Hackers broke into Caesars Entertainment last week, the company said in a Securities and Exchange Commission filing Thursday, making it the second major Las Vegas hotel and casino operator to disclose it had been hacked in recent days.
In its filing, Caesars said that the hackers had gained access to some customer information, such as driver’s license information and Social Security numbers of people signed up with the Caesars loyalty program.
Notably, unlike MGM, Caesars has not experienced public service outages from being hacked. Caesars said that it had “taken steps to ensure that the stolen data is deleted by the unauthorized actor, although we cannot guarantee this result.”
Caesars didn’t respond to an email requesting clarification on that language. But cybersecurity experts said they understood it to mean that Caesars had paid the hackers, which could explain why the company avoided MGM’s fate.
“Ransomware operators typically only delete data if the ransom is paid,” said Brett Callow, an analyst at the ransomware remediation company Emsisoft. “Organizations that choose to pay are paying for a pinky promise from cybercriminals.”
Cybercriminals seeking an extortion payment often gain access to a victim’s computer networks, then either encrypt file systems by installing malicious software called ransomware, threatening to release sensitive information, or both.
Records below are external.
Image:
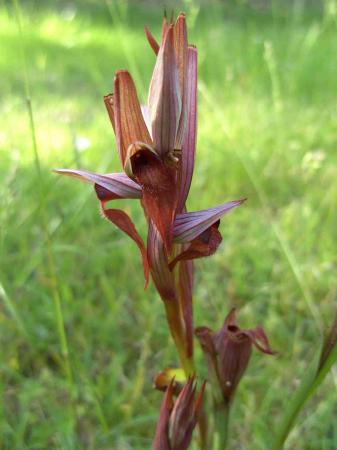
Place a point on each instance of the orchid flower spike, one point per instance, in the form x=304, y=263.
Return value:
x=157, y=157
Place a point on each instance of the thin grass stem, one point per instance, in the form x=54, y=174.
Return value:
x=50, y=257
Such attacks present a difficult decision for victims: avoid paying and potentially deal with the fallout from disclosures or destructive cyberattacks, or give money to cybercriminals and trust them to retreat.
“That is an EXTREMELY artful way of saying, oh yea we paid even though we know ransomware groups are lying bastards who won’t actually delete the data,” Allan Liska, a ransomware expert at the cybersecurity company Recorded Future, tweeted of the Caesars filing.